A friend just had to put a rebuilt trans in his AWD 2003 Acura MDX, and it ran $3,000 with labor.....ouch! Car had 140k on the clock when it went, and they drive it like pussy cats.....
 
I decided to cancel the extended service contract. I just got a letter recently from Mazda that they are providing certified pre-owned warranty for 7 years/100,000 miles for the powertrain, and 1 year bumper to bumper warranty. I immediately faxed a cancellation letter to the warranty company ( I learned I have 60 days to cancel and get a full refund), but they told me the dealer is the one to have to refund and send it to the bank.
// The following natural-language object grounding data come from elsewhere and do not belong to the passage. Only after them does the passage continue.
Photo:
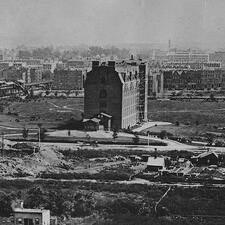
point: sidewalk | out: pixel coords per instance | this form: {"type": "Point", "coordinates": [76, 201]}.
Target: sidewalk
{"type": "Point", "coordinates": [150, 124]}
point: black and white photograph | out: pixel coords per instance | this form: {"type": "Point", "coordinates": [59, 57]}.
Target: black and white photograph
{"type": "Point", "coordinates": [112, 112]}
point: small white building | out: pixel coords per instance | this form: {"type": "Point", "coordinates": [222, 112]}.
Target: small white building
{"type": "Point", "coordinates": [155, 163]}
{"type": "Point", "coordinates": [24, 216]}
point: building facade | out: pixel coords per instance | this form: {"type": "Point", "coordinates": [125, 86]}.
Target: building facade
{"type": "Point", "coordinates": [113, 89]}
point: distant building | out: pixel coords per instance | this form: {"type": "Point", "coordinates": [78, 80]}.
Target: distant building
{"type": "Point", "coordinates": [114, 89]}
{"type": "Point", "coordinates": [68, 79]}
{"type": "Point", "coordinates": [49, 66]}
{"type": "Point", "coordinates": [155, 83]}
{"type": "Point", "coordinates": [31, 216]}
{"type": "Point", "coordinates": [187, 57]}
{"type": "Point", "coordinates": [206, 159]}
{"type": "Point", "coordinates": [218, 57]}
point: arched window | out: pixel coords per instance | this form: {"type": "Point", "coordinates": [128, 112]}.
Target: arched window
{"type": "Point", "coordinates": [103, 93]}
{"type": "Point", "coordinates": [103, 81]}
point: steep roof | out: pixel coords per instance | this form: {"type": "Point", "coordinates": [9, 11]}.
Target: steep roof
{"type": "Point", "coordinates": [156, 161]}
{"type": "Point", "coordinates": [204, 154]}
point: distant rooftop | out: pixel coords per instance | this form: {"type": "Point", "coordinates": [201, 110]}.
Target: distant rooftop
{"type": "Point", "coordinates": [24, 210]}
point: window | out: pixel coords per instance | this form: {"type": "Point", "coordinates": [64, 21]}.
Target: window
{"type": "Point", "coordinates": [103, 81]}
{"type": "Point", "coordinates": [102, 104]}
{"type": "Point", "coordinates": [19, 221]}
{"type": "Point", "coordinates": [37, 221]}
{"type": "Point", "coordinates": [103, 93]}
{"type": "Point", "coordinates": [28, 221]}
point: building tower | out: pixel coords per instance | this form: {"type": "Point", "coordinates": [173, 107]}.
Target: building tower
{"type": "Point", "coordinates": [169, 45]}
{"type": "Point", "coordinates": [143, 91]}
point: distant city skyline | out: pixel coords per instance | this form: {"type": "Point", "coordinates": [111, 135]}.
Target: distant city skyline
{"type": "Point", "coordinates": [187, 23]}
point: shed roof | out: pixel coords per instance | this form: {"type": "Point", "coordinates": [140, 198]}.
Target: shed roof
{"type": "Point", "coordinates": [24, 210]}
{"type": "Point", "coordinates": [204, 154]}
{"type": "Point", "coordinates": [156, 161]}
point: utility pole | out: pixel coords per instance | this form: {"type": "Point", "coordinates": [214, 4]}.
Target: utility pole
{"type": "Point", "coordinates": [2, 144]}
{"type": "Point", "coordinates": [39, 136]}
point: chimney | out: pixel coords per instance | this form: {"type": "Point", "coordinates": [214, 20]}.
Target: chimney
{"type": "Point", "coordinates": [21, 204]}
{"type": "Point", "coordinates": [155, 153]}
{"type": "Point", "coordinates": [111, 63]}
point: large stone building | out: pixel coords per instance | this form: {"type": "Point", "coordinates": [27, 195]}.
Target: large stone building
{"type": "Point", "coordinates": [112, 91]}
{"type": "Point", "coordinates": [194, 79]}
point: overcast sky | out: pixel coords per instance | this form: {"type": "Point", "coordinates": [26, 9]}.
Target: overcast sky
{"type": "Point", "coordinates": [97, 22]}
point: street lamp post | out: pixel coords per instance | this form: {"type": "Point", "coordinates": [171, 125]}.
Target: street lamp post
{"type": "Point", "coordinates": [39, 136]}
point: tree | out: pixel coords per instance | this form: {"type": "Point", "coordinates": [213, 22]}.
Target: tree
{"type": "Point", "coordinates": [136, 139]}
{"type": "Point", "coordinates": [162, 134]}
{"type": "Point", "coordinates": [25, 133]}
{"type": "Point", "coordinates": [115, 134]}
{"type": "Point", "coordinates": [5, 205]}
{"type": "Point", "coordinates": [210, 139]}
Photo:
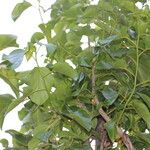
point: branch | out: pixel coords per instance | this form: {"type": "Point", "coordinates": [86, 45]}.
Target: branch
{"type": "Point", "coordinates": [125, 138]}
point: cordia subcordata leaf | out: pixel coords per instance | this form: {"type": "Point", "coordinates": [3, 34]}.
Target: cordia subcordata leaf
{"type": "Point", "coordinates": [19, 9]}
{"type": "Point", "coordinates": [7, 40]}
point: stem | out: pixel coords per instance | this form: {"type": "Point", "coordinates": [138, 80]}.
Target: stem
{"type": "Point", "coordinates": [135, 80]}
{"type": "Point", "coordinates": [125, 138]}
{"type": "Point", "coordinates": [40, 13]}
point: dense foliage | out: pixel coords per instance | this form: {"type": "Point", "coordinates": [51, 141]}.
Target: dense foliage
{"type": "Point", "coordinates": [82, 94]}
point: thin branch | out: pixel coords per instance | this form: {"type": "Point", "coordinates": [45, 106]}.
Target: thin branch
{"type": "Point", "coordinates": [125, 138]}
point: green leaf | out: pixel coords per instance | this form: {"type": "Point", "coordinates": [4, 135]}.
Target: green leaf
{"type": "Point", "coordinates": [146, 99]}
{"type": "Point", "coordinates": [110, 95]}
{"type": "Point", "coordinates": [144, 136]}
{"type": "Point", "coordinates": [5, 100]}
{"type": "Point", "coordinates": [82, 118]}
{"type": "Point", "coordinates": [30, 49]}
{"type": "Point", "coordinates": [50, 48]}
{"type": "Point", "coordinates": [4, 143]}
{"type": "Point", "coordinates": [41, 81]}
{"type": "Point", "coordinates": [33, 143]}
{"type": "Point", "coordinates": [107, 40]}
{"type": "Point", "coordinates": [36, 37]}
{"type": "Point", "coordinates": [7, 40]}
{"type": "Point", "coordinates": [111, 130]}
{"type": "Point", "coordinates": [20, 138]}
{"type": "Point", "coordinates": [142, 111]}
{"type": "Point", "coordinates": [144, 68]}
{"type": "Point", "coordinates": [9, 76]}
{"type": "Point", "coordinates": [65, 69]}
{"type": "Point", "coordinates": [19, 9]}
{"type": "Point", "coordinates": [15, 58]}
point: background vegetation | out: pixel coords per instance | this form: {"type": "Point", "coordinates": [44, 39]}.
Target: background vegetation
{"type": "Point", "coordinates": [97, 92]}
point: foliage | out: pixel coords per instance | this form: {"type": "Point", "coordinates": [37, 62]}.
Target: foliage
{"type": "Point", "coordinates": [60, 111]}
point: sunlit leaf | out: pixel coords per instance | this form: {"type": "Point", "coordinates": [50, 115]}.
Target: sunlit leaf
{"type": "Point", "coordinates": [19, 9]}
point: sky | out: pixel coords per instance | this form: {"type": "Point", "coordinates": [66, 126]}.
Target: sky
{"type": "Point", "coordinates": [23, 28]}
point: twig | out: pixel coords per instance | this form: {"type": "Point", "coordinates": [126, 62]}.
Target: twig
{"type": "Point", "coordinates": [125, 138]}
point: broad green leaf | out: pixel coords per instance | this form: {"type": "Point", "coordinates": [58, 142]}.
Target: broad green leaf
{"type": "Point", "coordinates": [142, 111]}
{"type": "Point", "coordinates": [111, 130]}
{"type": "Point", "coordinates": [15, 58]}
{"type": "Point", "coordinates": [107, 40]}
{"type": "Point", "coordinates": [110, 95]}
{"type": "Point", "coordinates": [33, 143]}
{"type": "Point", "coordinates": [22, 113]}
{"type": "Point", "coordinates": [50, 48]}
{"type": "Point", "coordinates": [30, 49]}
{"type": "Point", "coordinates": [144, 136]}
{"type": "Point", "coordinates": [16, 102]}
{"type": "Point", "coordinates": [10, 77]}
{"type": "Point", "coordinates": [36, 37]}
{"type": "Point", "coordinates": [4, 143]}
{"type": "Point", "coordinates": [5, 100]}
{"type": "Point", "coordinates": [132, 33]}
{"type": "Point", "coordinates": [20, 138]}
{"type": "Point", "coordinates": [144, 68]}
{"type": "Point", "coordinates": [82, 118]}
{"type": "Point", "coordinates": [19, 9]}
{"type": "Point", "coordinates": [41, 81]}
{"type": "Point", "coordinates": [7, 40]}
{"type": "Point", "coordinates": [146, 99]}
{"type": "Point", "coordinates": [65, 69]}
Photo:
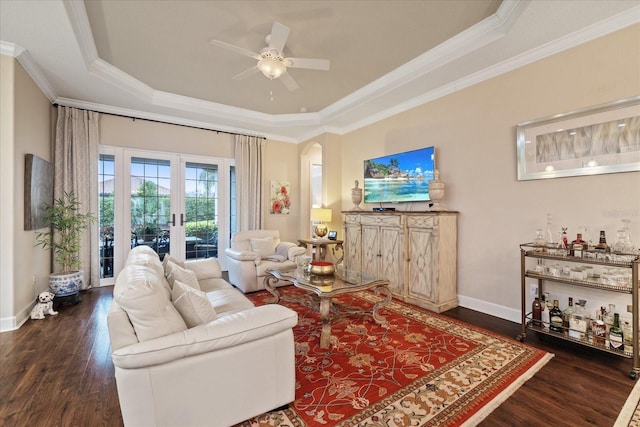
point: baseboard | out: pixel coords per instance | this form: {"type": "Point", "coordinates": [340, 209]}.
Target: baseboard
{"type": "Point", "coordinates": [496, 310]}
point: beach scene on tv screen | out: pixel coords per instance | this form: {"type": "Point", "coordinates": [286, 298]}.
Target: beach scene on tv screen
{"type": "Point", "coordinates": [402, 177]}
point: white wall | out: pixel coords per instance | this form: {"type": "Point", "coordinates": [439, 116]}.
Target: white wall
{"type": "Point", "coordinates": [474, 131]}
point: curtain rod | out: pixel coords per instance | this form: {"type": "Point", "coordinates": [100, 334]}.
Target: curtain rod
{"type": "Point", "coordinates": [166, 123]}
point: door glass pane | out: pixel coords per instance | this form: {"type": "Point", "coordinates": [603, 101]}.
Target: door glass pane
{"type": "Point", "coordinates": [201, 209]}
{"type": "Point", "coordinates": [232, 201]}
{"type": "Point", "coordinates": [150, 203]}
{"type": "Point", "coordinates": [106, 182]}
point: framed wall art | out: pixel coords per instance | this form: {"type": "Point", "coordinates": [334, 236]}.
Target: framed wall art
{"type": "Point", "coordinates": [594, 140]}
{"type": "Point", "coordinates": [38, 191]}
{"type": "Point", "coordinates": [280, 200]}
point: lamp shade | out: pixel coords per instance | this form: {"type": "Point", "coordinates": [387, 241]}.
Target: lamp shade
{"type": "Point", "coordinates": [321, 215]}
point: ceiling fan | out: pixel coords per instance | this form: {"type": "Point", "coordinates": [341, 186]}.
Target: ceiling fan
{"type": "Point", "coordinates": [271, 60]}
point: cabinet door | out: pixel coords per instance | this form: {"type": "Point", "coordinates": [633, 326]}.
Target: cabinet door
{"type": "Point", "coordinates": [390, 260]}
{"type": "Point", "coordinates": [352, 246]}
{"type": "Point", "coordinates": [422, 263]}
{"type": "Point", "coordinates": [371, 249]}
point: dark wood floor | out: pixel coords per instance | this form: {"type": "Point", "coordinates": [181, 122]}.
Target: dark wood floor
{"type": "Point", "coordinates": [58, 372]}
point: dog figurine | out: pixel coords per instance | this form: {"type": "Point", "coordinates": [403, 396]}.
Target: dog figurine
{"type": "Point", "coordinates": [43, 306]}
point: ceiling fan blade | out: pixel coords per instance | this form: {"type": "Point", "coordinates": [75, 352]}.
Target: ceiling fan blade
{"type": "Point", "coordinates": [278, 37]}
{"type": "Point", "coordinates": [289, 82]}
{"type": "Point", "coordinates": [246, 73]}
{"type": "Point", "coordinates": [235, 49]}
{"type": "Point", "coordinates": [308, 63]}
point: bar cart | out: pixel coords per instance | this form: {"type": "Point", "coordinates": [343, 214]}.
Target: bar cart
{"type": "Point", "coordinates": [545, 256]}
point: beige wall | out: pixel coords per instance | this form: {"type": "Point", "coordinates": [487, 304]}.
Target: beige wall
{"type": "Point", "coordinates": [474, 134]}
{"type": "Point", "coordinates": [26, 128]}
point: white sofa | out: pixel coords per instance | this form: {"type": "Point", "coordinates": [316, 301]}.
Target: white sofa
{"type": "Point", "coordinates": [253, 252]}
{"type": "Point", "coordinates": [236, 364]}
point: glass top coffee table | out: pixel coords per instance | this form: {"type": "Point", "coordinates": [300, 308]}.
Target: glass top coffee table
{"type": "Point", "coordinates": [343, 281]}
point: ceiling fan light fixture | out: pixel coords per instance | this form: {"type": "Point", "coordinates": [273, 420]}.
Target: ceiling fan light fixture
{"type": "Point", "coordinates": [271, 67]}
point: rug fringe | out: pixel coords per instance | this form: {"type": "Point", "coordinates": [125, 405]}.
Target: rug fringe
{"type": "Point", "coordinates": [629, 408]}
{"type": "Point", "coordinates": [479, 416]}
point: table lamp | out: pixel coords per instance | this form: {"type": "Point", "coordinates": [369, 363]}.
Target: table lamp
{"type": "Point", "coordinates": [320, 216]}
I assume the dealer will give me a hard time to take care of that refund, if they do that I'm going to complain to mazda corporate or maybe take them to court.
 
dealer may or may not give you a hard time since they hate to give up free $. I would submit your cancellation request in writing and cc mazda and the warranty company. If the dealer sees the cc on your letter, they will be less likely to give you static.
 
dealer may or may not give you a hard time since they hate to give up free $. I would submit your cancellation request in writing and cc mazda and the warranty company. If the dealer sees the cc on your letter, they will be less likely to give you static.

Good news, finally, the dealer gave the money back and was deducted from my principal loan amount, and I was able to refinance to a lower rate and shorter loan term.